Наконец маркиз ушел, очень недовольный и какой-то взъерошенный, а дюжий малый, дежуривший, как видно, за дверью в продолжение всего нашего разговора, унес его персональное кресло.

Уф-ф!

4

— Вы… вы… — Джоанна не находила слов. — Вы… просто идиот!

Все-таки нашла слово.

— Допустим, — сказал я. — А что не так?

— Вы еще спрашиваете! Во-первых, вы проявили черную неблагодарность, и, главное, по отношению к кому? К его величеству государю! По чьему приказу вас тут лечат, как вы думаете? Во-вторых…

— Стоп! Стоп! — остановил я словоизлияние дипломированной медсестры с филологическим уклоном. — Подождите. Тут я чего-то не понимаю. Если бы его величество оказался на Лунной базе в любой момент ее истории и нуждался в помощи, таковая была бы ему оказана немедленно, без лишних вопросов и ожиданий благодарности. Иначе там нельзя. Просто не выжить.

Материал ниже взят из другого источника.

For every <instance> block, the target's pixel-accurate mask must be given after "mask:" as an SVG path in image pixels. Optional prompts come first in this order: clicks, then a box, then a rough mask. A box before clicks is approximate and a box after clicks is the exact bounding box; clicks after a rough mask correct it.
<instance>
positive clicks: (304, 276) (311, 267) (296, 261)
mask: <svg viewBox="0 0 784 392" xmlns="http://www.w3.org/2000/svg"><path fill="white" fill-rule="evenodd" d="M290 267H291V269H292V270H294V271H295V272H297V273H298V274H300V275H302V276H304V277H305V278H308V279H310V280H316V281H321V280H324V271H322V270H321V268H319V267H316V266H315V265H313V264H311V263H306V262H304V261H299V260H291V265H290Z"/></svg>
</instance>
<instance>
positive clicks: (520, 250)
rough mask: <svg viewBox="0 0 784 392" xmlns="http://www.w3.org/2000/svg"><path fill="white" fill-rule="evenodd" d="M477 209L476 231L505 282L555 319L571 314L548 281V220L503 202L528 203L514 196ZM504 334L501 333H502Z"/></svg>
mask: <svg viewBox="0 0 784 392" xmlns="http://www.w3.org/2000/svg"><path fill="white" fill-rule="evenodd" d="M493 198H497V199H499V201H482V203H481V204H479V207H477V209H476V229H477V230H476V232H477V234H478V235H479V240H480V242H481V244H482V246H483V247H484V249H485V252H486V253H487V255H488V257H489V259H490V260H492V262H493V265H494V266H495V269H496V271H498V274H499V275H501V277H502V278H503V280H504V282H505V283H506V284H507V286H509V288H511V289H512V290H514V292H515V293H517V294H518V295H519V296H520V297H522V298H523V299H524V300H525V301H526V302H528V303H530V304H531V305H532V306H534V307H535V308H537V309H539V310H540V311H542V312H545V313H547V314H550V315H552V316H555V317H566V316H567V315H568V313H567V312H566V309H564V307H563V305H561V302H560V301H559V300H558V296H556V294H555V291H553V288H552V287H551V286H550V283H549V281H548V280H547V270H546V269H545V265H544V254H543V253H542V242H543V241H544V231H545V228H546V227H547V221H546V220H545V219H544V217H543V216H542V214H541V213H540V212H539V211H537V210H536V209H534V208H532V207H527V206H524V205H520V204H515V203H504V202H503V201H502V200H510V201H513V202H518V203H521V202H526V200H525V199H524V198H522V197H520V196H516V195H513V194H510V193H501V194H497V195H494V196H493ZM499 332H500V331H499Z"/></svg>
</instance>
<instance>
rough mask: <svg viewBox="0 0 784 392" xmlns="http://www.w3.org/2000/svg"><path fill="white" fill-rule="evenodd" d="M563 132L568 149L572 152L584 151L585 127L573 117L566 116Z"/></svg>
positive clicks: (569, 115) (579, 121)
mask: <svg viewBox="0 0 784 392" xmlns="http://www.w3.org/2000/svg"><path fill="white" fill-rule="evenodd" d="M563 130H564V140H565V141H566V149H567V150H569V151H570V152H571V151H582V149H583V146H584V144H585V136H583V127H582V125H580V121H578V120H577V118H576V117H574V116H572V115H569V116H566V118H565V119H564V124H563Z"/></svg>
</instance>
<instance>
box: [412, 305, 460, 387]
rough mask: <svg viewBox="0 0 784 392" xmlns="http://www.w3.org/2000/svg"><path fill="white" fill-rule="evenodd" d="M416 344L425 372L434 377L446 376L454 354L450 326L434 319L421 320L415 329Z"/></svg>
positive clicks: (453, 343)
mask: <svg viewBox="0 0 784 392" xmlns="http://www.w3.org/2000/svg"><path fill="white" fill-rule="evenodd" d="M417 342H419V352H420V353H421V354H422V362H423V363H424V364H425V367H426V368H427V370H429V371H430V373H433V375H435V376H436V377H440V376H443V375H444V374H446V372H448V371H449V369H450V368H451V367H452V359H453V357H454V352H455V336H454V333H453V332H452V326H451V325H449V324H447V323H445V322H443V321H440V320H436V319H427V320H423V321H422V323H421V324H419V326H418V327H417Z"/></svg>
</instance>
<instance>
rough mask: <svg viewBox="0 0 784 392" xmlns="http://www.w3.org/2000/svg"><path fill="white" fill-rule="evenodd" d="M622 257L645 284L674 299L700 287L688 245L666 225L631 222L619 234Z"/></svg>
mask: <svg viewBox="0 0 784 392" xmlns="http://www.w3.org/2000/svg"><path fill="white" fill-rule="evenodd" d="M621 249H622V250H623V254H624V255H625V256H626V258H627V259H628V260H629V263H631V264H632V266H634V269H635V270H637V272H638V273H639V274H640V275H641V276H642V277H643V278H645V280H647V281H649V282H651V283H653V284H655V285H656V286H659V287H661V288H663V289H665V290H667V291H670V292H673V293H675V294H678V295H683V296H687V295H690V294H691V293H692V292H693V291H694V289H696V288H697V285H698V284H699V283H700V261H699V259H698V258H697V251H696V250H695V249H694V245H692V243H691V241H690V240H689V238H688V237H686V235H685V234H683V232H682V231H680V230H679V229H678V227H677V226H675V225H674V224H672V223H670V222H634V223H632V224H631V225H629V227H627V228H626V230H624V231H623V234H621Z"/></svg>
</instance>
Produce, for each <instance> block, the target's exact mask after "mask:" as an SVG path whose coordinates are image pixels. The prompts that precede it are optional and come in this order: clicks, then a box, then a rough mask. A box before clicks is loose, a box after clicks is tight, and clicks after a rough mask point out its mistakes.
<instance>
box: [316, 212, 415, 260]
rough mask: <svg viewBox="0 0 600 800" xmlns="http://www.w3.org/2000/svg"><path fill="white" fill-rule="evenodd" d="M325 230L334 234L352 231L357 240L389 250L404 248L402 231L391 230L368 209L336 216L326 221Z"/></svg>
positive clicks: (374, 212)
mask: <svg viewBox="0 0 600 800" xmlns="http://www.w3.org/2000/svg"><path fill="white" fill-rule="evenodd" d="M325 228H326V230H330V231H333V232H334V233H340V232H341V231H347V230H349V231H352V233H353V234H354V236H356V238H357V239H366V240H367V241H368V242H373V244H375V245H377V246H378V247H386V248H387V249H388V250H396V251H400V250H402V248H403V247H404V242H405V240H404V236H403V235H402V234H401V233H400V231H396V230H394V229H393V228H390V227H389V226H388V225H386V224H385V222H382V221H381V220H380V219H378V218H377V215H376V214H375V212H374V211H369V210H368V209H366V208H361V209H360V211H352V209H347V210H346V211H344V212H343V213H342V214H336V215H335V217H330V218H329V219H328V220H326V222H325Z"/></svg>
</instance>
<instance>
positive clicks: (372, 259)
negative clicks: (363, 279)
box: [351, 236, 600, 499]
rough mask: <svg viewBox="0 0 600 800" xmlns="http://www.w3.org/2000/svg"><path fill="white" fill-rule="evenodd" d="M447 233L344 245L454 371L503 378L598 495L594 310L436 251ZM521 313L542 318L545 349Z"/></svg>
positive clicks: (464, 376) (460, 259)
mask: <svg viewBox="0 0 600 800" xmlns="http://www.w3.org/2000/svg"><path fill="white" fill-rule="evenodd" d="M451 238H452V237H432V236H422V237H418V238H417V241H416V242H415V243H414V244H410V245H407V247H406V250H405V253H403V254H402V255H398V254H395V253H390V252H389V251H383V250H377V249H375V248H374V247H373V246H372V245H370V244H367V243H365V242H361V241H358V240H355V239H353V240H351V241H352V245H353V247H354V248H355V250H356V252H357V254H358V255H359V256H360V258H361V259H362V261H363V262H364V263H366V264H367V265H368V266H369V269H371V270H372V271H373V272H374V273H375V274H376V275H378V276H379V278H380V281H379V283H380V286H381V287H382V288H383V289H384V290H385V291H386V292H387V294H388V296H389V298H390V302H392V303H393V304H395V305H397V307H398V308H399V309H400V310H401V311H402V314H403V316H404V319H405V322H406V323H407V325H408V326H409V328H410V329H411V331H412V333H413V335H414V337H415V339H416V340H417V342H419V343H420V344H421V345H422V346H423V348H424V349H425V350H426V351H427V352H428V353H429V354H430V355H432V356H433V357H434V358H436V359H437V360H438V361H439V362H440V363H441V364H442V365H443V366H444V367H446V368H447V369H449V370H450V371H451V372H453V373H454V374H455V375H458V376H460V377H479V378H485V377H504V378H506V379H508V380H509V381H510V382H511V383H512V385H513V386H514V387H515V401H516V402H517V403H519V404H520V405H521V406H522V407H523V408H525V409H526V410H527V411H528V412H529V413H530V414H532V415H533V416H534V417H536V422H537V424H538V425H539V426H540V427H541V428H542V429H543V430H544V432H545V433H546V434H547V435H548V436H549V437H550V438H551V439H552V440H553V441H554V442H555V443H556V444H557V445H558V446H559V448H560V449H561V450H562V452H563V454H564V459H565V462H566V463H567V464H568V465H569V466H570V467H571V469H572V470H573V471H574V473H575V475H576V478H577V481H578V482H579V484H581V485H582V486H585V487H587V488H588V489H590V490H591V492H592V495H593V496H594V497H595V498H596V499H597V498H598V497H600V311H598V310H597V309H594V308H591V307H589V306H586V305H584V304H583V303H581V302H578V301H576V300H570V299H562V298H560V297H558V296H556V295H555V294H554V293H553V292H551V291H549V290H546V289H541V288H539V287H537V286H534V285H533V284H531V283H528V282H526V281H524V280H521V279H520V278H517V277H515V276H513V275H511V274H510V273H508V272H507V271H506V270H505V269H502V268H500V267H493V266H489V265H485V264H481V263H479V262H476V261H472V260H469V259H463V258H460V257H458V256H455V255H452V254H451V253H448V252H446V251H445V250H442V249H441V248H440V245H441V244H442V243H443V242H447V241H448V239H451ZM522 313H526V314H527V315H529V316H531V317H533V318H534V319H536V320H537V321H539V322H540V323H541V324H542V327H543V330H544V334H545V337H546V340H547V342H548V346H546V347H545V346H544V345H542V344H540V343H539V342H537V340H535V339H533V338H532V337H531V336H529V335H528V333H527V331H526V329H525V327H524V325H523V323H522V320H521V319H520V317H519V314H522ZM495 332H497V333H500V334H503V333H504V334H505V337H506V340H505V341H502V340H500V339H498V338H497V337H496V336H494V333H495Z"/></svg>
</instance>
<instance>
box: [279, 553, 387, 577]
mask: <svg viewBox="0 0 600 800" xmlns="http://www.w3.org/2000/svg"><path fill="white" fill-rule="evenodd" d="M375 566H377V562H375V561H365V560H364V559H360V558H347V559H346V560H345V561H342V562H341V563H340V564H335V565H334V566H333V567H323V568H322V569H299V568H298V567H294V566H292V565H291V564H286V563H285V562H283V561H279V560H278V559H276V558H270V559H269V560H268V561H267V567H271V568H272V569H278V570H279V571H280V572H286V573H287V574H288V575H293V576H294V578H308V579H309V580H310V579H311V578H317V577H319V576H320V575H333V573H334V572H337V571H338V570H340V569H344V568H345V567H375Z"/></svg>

— Вы и не выжили! — крикнула Джоанна.

А вот это удар ниже пояса. Пусть истина, но слишком жестокая. Я замолчал. Джоанна продолжала распекать меня, пока не заметила, что я не отвечаю. Несколько раз тревожно окликнув меня и убедившись, что я продолжаю хранить молчание, затихла и она. Во время наших размолвок Хелен, бывало, поступала так же и всегда дожидалась, когда я сделаю первый шаг к примирению. Но то была Хелен… Наша жизнь вдвоем дошла через многие «прости» к последнему «прости».

Я пытался сам выкопать ей могилу в реголите. Попробуйте ковырять грунт, находясь в скафандре, а я на вас посмотрю. Углубившись на штык лопаты, я уткнулся в скалу. Тогда я синтезировал взрывчатку и получил-таки могилу желаемой глубины. Насыпал холмик. Он освещался солнцем один час на протяжении лунного дня. В течение нескольких лет я всякий лунный день ждал, когда придет этот час, и ни разу не пропустил его.